There are fears that Israeli forces could launch a violent crackdown on planned Palestinian protests in Israel and the Occupied Palestinian Territories (OPT) to mark “Land Day” this weekend, said Amnesty International.
The organization is calling on the Israeli authorities to refrain from using unnecessary force on Sunday 30 March, when Palestinians will hold rallies, first held on the same date in 1976, to protest against land confiscations, discrimination in housing rights, and forced evictions. Amnesty International has a team on the ground to monitor events on Sunday.
“Amid news of plans for forced evictions of Bedouin in the Negev/Naqab, demolitions of Palestinian homes in the West Bank and the often lethal enforcement of a no-go zone in Gaza, ‘Land Day’ demonstrations will protest ongoing policies as well as commemorate historical events. Israeli forces must not resort to unnecessary or excessive force as they so often have done in the past,” said Philip Luther, Director of the Middle East and North Africa Programme at Amnesty International.
“Israel’s authorities have failed to respect the right of Palestinians to exercise their right to freedom of peaceful assembly. Amnesty International’s researchers will be monitoring events on Sunday closely to examine whether the rights of demonstrators are respected.”
Amnesty International has documented a pattern of increasingly lethal use of unlawful force by Israeli forces in recent years. In a report published last month, Trigger-happy: Israel’s use of excessive force in the West Bank, the organization revealed that Israeli forces routinely resort to unnecessary, arbitrary and excessive force against Palestinian demonstrators in the occupied West Bank protesting against unlawful settlements, the construction of the military fence/wall and other Israeli policies. Dozens of Palestinian protesters who posed no direct threat to life, including children, have been killed there in recent years with near total impunity.
Demonstrators attending protests near the Gaza periphery have also been injured after being shot with live ammunition or hit with tear gas canisters fired by Israeli forces.
Amnesty International is calling on the Israeli authorities to ensure that all forces policing demonstrations receive clear instructions that comply with the UN Basic Principles on the Use of Force and Firearms, which require that the use of any force by police should be strictly limited to those situations where it is absolutely necessary and strictly proportional to the legitimate aim pursued. Security forces must ensure that their members are clearly identifiable. There have been concerns in the past about undercover plain-clothes officers being involved in incidents of use of excessive force against Palestinian demonstrators.
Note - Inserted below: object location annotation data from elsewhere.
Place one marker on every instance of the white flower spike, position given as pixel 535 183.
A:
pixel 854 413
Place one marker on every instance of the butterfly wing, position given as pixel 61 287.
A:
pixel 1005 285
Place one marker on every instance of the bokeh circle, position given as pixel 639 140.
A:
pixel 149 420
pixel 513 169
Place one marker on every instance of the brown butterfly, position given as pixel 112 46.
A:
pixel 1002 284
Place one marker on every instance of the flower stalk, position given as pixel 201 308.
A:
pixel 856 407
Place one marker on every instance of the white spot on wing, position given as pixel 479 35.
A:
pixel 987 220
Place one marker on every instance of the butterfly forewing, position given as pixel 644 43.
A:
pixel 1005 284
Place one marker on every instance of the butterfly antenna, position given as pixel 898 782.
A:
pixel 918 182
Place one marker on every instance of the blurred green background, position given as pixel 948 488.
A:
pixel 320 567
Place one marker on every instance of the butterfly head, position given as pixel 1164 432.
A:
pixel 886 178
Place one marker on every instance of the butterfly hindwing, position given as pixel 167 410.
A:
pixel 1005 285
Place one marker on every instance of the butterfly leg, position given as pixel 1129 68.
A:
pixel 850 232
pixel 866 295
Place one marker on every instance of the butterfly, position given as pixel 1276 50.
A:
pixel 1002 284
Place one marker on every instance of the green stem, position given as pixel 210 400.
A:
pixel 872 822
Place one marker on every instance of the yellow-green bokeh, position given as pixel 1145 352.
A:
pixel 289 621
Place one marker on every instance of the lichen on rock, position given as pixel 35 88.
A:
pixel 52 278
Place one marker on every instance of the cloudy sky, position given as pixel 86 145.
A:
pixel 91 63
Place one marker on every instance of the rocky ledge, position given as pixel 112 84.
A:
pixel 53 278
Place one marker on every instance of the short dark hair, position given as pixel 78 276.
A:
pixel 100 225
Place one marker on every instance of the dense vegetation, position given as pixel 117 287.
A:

“Land Day” protests are also planned in the Negev/Naqab, where violations of and discrimination in housing rights are particularly conspicuous. According to the Israeli Ministry of Public Security, 697 Bedouin-owned buildings were demolished in the area in 2013, a marked increase on 369 in 2012. At least 25 more buildings have been demolished since January 2014, according to information gathered by Amnesty International, mostly in unrecognized villages housing up to half the Palestinian Bedouin citizens of Israel in the Negev/Naqab. Against the backdrop of decades of exclusion from regional developmental plans, the Israeli government has proposed a new law that paves the way for the potential forced evictions of some 30,000 Bedouin.
“People in the Negev/Naqab are angry. The consultations that the authorities claim to have held with the residents over their eviction have been wholly inadequate, failing to meet Israel’s international obligations on housing rights. Their homes have been demolished countless times. Now they are facing the prospect of forced evictions, and when they protest against this, they are met with arbitrary and abusive force,” said Philip Luther.
“There is a deep suspicion that the Israeli authorities are aiming to push the Bedouin in the Negev/Naqab into controlled and restricted areas which are not adequate and appropriate for their way of life – economically, socially or culturally. The government should drop the proposed ‘Law for Regularizing Bedouin Habitation in the Negev’ now. ‘Land Day’ continues to be poignantly relevant in this context.”
Israel should grant official status to villages in these areas and provide them with the essential services they need. If some evictions are found to be necessary after exhausting all feasible options, genuine consultations must be conducted with those communities, taking into consideration alternative proposals and the impact they will have on their lives and livelihoods.